Thursday, September 29, 2011

Seven years later...

Seven years ago I taught my first preschool class. A group of my peers, all with three-year-old children, started a home preschool. We were young. Bright-eyed. Eager. All first-time mommies. I think we opted for the official "Joy School" program designed by the Eyre's. I have fond memories of the experience, mostly because of dear friends.

But my memory of that time also holds a lot of unseen angst (unseen, that is, hopefully from my peers and co-preschool moms). At that time in my life, getting ready for preschool was a monumental chore. On a preschool morning when I was teaching, I stormed around the house, picking up, shoving clutter in closets, agonizing over the snack, organizing the craft supplies so that everything was exactly ready, wielding Madi's hair in perfect pigtail-buns, and stashing away Madi's "special" toys that I knew she wouldn't want to share. Stress comes to mind. Stress and ironically, not much joy.

By the time the children arrived, I glued a smile on my face. But inside I was exhausted from the self-imposed stress.
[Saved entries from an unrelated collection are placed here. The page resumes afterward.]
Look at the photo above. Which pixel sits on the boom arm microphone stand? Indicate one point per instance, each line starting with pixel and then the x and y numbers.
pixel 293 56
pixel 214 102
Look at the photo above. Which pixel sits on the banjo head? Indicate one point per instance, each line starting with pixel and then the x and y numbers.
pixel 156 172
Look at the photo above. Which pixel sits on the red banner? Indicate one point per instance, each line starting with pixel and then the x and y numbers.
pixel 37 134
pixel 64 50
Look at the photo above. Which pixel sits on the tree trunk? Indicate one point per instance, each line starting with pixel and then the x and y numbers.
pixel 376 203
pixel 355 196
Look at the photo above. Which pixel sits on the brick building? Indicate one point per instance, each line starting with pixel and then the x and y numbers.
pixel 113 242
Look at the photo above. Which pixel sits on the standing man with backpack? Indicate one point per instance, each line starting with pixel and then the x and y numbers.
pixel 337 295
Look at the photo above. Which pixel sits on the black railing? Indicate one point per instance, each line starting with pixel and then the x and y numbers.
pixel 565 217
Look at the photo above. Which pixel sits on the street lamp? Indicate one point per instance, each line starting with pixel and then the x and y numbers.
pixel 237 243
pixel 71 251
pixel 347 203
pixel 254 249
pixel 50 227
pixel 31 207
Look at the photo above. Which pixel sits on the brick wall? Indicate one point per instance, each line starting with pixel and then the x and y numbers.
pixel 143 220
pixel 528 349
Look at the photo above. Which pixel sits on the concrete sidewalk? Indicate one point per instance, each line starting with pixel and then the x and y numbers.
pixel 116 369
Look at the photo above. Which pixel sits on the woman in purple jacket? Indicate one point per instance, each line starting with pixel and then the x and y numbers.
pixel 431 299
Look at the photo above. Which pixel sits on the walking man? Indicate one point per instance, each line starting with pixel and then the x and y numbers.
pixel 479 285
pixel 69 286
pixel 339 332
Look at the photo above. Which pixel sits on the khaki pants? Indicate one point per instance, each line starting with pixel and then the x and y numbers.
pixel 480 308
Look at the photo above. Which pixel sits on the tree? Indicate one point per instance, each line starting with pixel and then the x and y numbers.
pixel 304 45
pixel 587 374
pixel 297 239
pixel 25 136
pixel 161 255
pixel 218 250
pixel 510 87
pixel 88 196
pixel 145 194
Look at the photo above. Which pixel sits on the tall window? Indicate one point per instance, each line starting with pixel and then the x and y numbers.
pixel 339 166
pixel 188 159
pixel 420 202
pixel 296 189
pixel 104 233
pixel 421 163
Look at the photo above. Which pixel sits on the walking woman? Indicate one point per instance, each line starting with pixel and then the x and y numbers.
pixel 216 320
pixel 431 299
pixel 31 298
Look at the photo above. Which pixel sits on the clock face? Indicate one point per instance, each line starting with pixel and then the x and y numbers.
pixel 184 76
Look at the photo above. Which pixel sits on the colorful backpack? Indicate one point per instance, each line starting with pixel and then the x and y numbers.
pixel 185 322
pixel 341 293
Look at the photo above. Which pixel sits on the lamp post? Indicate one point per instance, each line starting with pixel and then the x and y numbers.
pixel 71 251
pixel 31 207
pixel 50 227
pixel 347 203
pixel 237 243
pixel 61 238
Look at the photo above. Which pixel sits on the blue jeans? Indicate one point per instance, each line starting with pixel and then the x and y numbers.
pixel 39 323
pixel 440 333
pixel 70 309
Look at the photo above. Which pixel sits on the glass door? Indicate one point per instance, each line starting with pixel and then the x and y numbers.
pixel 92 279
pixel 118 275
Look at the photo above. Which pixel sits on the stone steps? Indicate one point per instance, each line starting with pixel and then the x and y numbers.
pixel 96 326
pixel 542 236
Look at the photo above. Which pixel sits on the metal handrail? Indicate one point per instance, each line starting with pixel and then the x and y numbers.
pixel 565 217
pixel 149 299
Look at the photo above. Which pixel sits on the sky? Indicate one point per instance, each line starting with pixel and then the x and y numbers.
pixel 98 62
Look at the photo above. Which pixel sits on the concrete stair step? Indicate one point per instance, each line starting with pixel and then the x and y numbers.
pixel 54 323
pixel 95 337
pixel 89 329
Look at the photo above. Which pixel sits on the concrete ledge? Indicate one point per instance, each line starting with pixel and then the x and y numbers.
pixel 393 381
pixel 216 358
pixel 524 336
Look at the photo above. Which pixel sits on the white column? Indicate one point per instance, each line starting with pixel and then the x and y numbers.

Seven years later (and half a world away)...I get a last shot at doing a preschool with my youngest child. This week I taught my first class.

On this last-first preschool morning, there was no sign of a storm. Not even a drizzle. I prepared the crafts at the last minute with stuff I had on hand (cotton ball clouds and puff ball catapillars as pictured below).


Toys littered the playroom. But hey, that's what a playroom is for, right? Snack was simple. And when the children arrived, I greeted them with a smile. Not glued on. I was actually happy to see them.

So why the change? I'm not sure. Maybe I could chalk it up to experience-I've since taught everything from preschool to college. Or maybe I've adapted to the chaos of my own five children - so a preschool with four three-year-olds is no big deal. It could be that I know this is my last child, and therefore, my last home preschool. Or maybe I've just learned to let go of the need for perfection over non-important things. Whatever the reason, the day was delightful.

As I read "The Quiet Cricket" to the four children sitting cross-legged on the rug, I felt a deep sense of joy. They asked me to read the spittle bug page again and again...I read it four times in a row and they belly laughed each time.

So this is what home preschool can be! Seven years later, I'm finally enjoying the experience.

1 comment:

  1. Love it! It's amazing what time and perspective can do! You know now that time is limited, so enjoy every moment! Love your stories, Holly!